The rule: To take advantage of this rule, you must have at least one level in a primary spellcasting class (bard, cleric, druid, sorcerer, wizard). For every two class levels you possess that are not in that class, you advance your spells per day, effective caster level, and spells known as if you had advanced one level in the primary class. You do not gain any other benefits (like channel energy, wild shape, extra feats, class powers, etc). However, you may not take your total caster level higher than double what it would otherwise be.
You may use multiple caster classes to feed into each other (a Cleric5/Sorcerer4 would cast as a 7th level cleric and a 6th level sorcerer, but would only have channel energy and domain powers of a 5th level cleric, and bloodline arcana and bloodline powers of a 4th level sorcerer).
Any prestige class that adds caster levels to a primary spellcasting class (such as Arcane Archer or Dragon Disciple) only adds the caster levels specifically listed, you can’t count it (for the class it adds to) for the purposes of this rule.
This rule replaces hybrid classes like Mystic Theurge and feats like Practiced Spellcaster, so those are no longer available.
Examples:
A Fighter2/Cleric3 would cast spells as a 4th level cleric (but channel energy and have the domain powers of a 3rd level cleric).
A Ranger4/Wizard2 would cast spells as a 4th level wizard (but have school powers of a 2nd level wizard).

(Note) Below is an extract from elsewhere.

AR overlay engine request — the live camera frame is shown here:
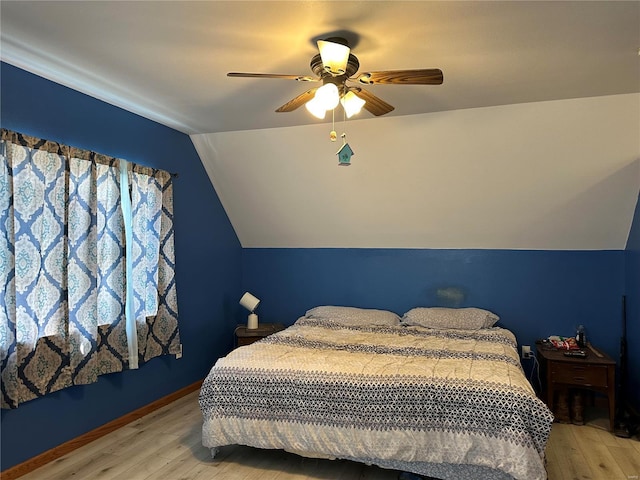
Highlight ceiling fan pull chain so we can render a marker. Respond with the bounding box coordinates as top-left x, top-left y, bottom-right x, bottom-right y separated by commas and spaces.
329, 108, 338, 142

Ranger is not a primary spellcasting class, so ranger spells would be unaffected.
A Fighter6/Druid1 would cast spells as a 2nd level druid (but have class features as a 1st level druid), because you can only double caster level at most.

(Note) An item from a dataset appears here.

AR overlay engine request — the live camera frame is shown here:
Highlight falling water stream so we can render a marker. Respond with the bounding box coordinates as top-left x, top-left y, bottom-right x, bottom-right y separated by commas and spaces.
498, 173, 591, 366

A Paladin4/Sorcerer1/DragonDisciple2 (Dragon Disciple adds +1 caster level to Sorcerer) would cast as a 4th level sorcerer (1 for the sorcerer level + 1 for Dragon Disciple + 2 for the 4 paladin levels). Because Dragon Disciple adds to the bloodline abilities, the character would have bloodline powers as a 3rd level sorcerer. The paladin spells would still be cast as a 4th level paladin.
A Rogue3/Sorcerer1/Wizard2/ArcaneTrickster2 (Arcane Trickster adds +2 caster levels to sorcerer) casts as a Sorcerer5 (1 from sorcerer + 2 from Arcane Trickster +2 from the other 5 levels) and as a Wizard4 (2 from wizard + 3 from the other 6 levels, but maxes out at 4 because you can only double the caster level).